A recent article in The Wall Street Journal highlights the increased quantitative assessment of “patient activation”. What was once more of a feel-based measure can now be scored on a 0 to 100 scale by asking patients how strongly they agree with a series of statements, such as “I am confident that I can tell a doctor my concerns, even when he or she does not ask.”
The article also cites a study conducted by Fairview Health Services in Minneapolis, where across a sample of more than 33,000 patients, those with the lowest activation scores had medical costs up to 21% higher than those with the highest scores. Readmission rates are higher among the lowest activation scores as well. The Journal of General Internal Medicine found that this group has nearly twice the risk of 30-day post-discharge hospital admission as patients with higher activation.

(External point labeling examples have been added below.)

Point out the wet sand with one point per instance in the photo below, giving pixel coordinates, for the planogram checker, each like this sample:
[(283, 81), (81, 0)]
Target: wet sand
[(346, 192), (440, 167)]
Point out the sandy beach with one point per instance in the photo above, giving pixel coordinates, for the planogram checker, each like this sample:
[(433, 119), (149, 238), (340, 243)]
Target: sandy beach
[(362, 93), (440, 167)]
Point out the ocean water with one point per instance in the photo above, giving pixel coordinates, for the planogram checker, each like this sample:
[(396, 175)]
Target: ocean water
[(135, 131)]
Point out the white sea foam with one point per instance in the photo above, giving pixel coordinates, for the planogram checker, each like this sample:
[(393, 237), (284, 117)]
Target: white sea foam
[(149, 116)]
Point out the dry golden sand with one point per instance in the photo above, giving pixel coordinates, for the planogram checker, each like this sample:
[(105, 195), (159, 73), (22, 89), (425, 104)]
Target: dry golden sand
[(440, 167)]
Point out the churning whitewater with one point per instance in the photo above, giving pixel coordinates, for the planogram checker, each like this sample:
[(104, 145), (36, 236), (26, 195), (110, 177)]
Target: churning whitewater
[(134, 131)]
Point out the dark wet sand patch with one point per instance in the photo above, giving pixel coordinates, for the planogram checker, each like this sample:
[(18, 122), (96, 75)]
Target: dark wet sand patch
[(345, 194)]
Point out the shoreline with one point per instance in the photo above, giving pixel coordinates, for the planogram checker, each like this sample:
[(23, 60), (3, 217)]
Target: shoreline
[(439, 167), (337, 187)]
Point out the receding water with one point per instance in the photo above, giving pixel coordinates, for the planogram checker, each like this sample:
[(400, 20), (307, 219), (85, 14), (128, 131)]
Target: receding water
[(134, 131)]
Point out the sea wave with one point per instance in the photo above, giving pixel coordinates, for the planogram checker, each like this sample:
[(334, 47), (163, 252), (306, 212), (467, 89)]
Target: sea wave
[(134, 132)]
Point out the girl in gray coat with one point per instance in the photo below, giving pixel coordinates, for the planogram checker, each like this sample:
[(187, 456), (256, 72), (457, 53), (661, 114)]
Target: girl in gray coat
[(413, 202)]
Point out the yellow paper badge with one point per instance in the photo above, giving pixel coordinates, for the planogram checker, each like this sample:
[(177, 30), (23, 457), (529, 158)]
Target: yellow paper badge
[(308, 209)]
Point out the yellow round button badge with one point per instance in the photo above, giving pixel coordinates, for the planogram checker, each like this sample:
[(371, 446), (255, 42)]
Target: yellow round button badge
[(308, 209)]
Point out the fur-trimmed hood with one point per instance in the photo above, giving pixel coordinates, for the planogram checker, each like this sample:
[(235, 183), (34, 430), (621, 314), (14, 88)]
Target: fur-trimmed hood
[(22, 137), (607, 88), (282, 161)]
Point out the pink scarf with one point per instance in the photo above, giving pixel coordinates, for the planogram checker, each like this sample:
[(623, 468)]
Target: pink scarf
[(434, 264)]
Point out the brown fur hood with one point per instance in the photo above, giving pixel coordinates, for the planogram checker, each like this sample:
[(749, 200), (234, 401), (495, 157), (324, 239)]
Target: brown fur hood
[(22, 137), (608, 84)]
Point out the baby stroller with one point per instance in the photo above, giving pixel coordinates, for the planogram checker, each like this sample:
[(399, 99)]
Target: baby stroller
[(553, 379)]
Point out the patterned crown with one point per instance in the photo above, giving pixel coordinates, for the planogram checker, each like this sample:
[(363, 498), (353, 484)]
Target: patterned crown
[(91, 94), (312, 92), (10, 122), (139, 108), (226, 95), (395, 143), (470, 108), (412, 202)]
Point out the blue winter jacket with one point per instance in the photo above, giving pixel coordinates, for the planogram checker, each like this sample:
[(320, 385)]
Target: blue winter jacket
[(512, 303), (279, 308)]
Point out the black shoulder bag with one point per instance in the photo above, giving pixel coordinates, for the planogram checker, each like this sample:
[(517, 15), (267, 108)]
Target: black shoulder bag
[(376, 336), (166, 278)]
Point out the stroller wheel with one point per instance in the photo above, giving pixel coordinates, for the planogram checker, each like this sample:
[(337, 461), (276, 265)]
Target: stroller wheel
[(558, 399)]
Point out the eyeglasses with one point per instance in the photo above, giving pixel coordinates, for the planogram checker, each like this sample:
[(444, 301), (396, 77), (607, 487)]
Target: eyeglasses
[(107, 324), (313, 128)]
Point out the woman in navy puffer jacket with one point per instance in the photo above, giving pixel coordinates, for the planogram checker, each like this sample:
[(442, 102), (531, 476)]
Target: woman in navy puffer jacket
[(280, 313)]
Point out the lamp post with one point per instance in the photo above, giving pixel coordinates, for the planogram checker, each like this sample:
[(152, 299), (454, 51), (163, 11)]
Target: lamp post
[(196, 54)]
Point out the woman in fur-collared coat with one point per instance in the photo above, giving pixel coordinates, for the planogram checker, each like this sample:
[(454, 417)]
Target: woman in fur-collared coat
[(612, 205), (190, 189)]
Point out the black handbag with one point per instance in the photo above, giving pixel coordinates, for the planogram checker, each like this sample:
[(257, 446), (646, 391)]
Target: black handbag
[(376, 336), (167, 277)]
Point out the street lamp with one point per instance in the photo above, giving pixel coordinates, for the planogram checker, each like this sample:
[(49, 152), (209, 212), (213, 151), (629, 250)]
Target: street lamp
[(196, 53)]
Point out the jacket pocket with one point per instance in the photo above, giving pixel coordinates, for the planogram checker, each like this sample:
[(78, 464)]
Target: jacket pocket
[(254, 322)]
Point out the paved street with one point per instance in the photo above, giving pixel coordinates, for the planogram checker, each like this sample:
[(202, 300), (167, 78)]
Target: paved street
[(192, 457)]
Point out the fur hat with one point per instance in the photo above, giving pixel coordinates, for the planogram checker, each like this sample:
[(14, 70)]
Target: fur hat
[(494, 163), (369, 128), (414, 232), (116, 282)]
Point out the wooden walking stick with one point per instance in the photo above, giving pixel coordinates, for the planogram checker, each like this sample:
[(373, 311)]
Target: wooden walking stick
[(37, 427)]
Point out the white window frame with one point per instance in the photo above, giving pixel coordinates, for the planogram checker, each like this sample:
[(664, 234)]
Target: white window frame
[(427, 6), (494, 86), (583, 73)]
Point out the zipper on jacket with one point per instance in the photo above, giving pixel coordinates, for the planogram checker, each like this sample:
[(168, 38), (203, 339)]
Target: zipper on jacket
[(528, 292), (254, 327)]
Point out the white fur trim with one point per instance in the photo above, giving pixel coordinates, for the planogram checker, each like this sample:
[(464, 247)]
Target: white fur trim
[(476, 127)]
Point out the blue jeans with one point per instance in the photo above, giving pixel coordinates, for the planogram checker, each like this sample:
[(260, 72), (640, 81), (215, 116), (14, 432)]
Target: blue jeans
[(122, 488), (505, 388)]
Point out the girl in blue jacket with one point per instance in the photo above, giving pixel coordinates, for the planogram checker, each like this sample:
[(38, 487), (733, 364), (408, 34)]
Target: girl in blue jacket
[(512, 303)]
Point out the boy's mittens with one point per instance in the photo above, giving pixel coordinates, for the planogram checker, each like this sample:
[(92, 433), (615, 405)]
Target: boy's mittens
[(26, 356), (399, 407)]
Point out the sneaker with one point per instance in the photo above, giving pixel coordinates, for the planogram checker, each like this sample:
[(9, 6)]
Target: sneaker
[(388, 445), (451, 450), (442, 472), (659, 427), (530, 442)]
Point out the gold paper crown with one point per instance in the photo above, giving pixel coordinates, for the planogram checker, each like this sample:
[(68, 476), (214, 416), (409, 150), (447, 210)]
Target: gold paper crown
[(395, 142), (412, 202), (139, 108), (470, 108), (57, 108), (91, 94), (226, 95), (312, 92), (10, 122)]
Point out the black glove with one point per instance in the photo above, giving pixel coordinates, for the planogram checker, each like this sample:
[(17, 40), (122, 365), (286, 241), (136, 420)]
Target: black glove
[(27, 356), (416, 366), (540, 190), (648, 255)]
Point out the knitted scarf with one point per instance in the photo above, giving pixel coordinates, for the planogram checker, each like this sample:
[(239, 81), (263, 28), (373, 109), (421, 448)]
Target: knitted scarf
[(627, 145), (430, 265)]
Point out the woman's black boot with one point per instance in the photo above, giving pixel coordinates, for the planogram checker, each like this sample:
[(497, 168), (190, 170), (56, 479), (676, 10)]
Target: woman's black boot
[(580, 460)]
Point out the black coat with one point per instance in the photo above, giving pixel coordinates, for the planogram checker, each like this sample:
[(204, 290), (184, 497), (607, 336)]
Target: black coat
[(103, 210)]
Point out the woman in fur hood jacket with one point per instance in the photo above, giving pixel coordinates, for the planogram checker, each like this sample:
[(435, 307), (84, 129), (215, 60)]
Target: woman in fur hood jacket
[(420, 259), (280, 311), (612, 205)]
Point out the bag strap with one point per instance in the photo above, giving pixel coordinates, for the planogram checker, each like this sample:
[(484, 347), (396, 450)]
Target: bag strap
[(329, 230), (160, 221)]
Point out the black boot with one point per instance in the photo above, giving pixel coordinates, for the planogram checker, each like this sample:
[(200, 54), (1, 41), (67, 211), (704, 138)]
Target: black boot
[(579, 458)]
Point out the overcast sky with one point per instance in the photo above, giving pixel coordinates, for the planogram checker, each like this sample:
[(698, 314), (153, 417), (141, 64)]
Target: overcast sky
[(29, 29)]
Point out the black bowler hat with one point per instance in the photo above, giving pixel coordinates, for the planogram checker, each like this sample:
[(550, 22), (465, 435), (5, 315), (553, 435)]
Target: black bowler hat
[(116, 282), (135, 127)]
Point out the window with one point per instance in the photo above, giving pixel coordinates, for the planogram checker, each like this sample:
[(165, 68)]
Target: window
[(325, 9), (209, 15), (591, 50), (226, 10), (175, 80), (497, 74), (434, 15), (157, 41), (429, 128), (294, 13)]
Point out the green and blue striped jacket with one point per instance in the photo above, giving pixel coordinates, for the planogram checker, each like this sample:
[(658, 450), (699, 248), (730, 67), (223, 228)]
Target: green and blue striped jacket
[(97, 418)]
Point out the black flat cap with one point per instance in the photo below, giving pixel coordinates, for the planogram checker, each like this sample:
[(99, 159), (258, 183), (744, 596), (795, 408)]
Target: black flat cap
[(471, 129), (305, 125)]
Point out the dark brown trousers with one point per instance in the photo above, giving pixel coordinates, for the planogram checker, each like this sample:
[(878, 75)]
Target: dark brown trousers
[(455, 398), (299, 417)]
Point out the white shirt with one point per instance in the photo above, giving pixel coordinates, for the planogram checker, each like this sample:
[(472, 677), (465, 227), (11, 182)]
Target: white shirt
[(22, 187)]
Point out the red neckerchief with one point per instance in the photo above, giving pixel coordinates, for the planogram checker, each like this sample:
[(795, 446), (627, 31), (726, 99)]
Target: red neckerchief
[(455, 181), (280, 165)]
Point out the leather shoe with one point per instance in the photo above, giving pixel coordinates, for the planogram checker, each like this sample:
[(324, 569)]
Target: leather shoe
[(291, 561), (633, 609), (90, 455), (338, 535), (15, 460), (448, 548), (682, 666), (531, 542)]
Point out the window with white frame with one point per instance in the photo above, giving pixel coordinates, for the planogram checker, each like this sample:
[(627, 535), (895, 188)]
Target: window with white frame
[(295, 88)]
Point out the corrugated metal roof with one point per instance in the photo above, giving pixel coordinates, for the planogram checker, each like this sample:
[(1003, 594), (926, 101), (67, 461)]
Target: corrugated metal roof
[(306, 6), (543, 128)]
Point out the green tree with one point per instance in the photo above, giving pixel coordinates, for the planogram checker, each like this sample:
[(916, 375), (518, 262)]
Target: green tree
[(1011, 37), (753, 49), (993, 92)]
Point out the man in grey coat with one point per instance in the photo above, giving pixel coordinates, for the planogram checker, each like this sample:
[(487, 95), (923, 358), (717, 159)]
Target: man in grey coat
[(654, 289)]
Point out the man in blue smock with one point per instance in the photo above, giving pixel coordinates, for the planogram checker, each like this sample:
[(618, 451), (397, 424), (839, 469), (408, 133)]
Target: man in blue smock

So what actions can providers take to increase patients’ confidence in managing their health? Increased communication should certainly be a key area of emphasis. Automating those communications while offering interactive response options via phone calls, emails and text messages can be an effective method for increasing reach without sacrificing opportunities for quality interactions.
As Dr. Eric Bieber of University Hospitals says in the WSJ article: “Part of the challenge is how to touch all the people you have to touch, and will anyone have the resources.”
How are you connecting with patients to help them feel more engaged and in control of their care? What tools and strategies are you implementing to “touch all the people you have to touch”?